# I Trained Like "The Rock" For 60 Days



## Arnold (Dec 12, 2019)

*I Trained Like "The Rock" For 60 Days*

Dwayne 'The Rock' Johnson has one of the most muscular physiques of all of Hollywood. The actor reportedly measures 6'5'' in height and weighs roughly 260 pounds. To stay in peak action star shape, he trains hard, combining intense weight room sessions with cardio and core workouts.

YouTuber Isaiah Photo, known for pulling stunts like hugging 1,000 trees to plant 20,000,000 more and storming Area 51, decided to try out the Rock's workout routine for 30 days. Isaiah, to be clear, isn't a fitness YouTuber, and describes himself as having a classic "dad bod" before the challenge begins. Don't try this yourself?and if you do, make sure to work with a coach or trainer to start to make sure you're using proper form for each exercise.
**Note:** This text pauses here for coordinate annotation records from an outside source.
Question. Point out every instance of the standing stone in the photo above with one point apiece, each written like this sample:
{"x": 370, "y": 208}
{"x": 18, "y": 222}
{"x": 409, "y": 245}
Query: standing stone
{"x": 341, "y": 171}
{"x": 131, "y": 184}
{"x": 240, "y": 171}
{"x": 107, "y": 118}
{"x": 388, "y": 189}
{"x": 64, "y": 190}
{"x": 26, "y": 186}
The YouTuber doesn't explain exactly where he got The Rock's workout split, which changes according to the role the actor is prepping for and other factors. Isiah could've followed this leg day routine from Johnson's strength coach, Dave Rienzi or this recent arm day workout posted to Instagram, for example?but overall, the video follows a relatively normal plan. Mondays and Thursdays are back and bicep days, where he does deadlifts, pull ups, seated cable rows, face pulls, hammer curls, and dumbbell curls.

Tuesday and Fridays focused on the chest, triceps, and shoulders with bench presses, overhead presses, incline dumbbell presses, tricep pushdowns, overhead tricep extensions, and lateral raises.

Wednesday is his leg day, where he kills his quads, hamstrings and glutes with squats, Romanian deadlifts, leg presses, leg curls, and calf raises.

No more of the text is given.